I don’t think you really know what functional programming means.

2006-11-01 8:29 pm

kungfooguru
“I don’t think you really know what functional programming means.”

hahahahahaha.

Sorry, just found that extremely funny. I think it is very obvious you do not. I don’t care for flame wars. But if you compare Java to Lisp and defend it saying I don’t know what functional programming is, it makes me wonder if I should reply or just go pray for you.

Please do tell what functional programming really is. You can leave all the pesky mathematics out and just describe its relation to Java if that is easier for you.
2006-11-02 12:04 pm

Morin
[kungfooguru]

> But if you compare Java to Lisp and defend it saying I don’t know what

> functional programming is, it makes me wonder if I should reply or just

> go pray for you.

I admit I should have been a bit more precise in my reply. The features you mentioned can be found in Smalltalk, which few people would call a functional language. In fact, many call it the godfather of OOP languages. Thus, the features you mentioned do not make a language a functional language. If you disagree with this, you simply have a different understanding of functional programming than most of the world and we just have to agreee to disagree.

[rayiner]

> 1) Semantics based directly on the lambda calculus.

> 2) Lexical closures.

> 3) The use of map/filter/reduce as a general rule.
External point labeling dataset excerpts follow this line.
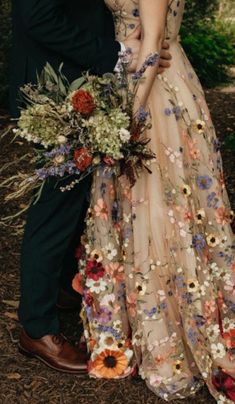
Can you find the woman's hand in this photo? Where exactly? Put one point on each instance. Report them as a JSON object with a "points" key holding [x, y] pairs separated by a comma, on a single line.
{"points": [[153, 15]]}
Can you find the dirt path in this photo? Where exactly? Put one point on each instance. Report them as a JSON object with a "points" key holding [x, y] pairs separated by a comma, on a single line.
{"points": [[27, 381]]}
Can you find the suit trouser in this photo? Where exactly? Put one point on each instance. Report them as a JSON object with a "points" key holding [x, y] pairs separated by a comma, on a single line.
{"points": [[53, 229]]}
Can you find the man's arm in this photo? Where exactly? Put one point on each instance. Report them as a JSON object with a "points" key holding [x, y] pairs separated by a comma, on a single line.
{"points": [[46, 23]]}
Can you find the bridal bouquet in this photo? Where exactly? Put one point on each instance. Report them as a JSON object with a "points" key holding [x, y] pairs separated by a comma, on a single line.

> 4) The avoidance of mutable state as a general rule.

>

> Scheme fits all of these criteria, as does ML, which was its European

> contemporary in the 1970s. Both were the original languages of the

> functional programming community, and are the archetypal

> functional languages. Both allow imperative constructs. It wasn’t

> until much later that the class of “pure” functional languages entered

> the mainstream of the FP community, adding the distinction that

> they did not support mutation. However, Scheme and ML didn’t

> suddenly become imperative languages as a result!

Thanks for an educated reply. I think you contradict to yourself here. Scheme simply *doesn’t* avoid mutable state, nor does Common Lisp. They violate one of the most fundamental principles of FP by this. You can still do pure FP in it, but you aren’t forced to, and thus lose the advantages (you cannot assume anymore that some anynomous function passed to your code is purely functional). The same applies to Java, Smalltalk, … I have used Java as an example here and not to claim it is the one and only true language.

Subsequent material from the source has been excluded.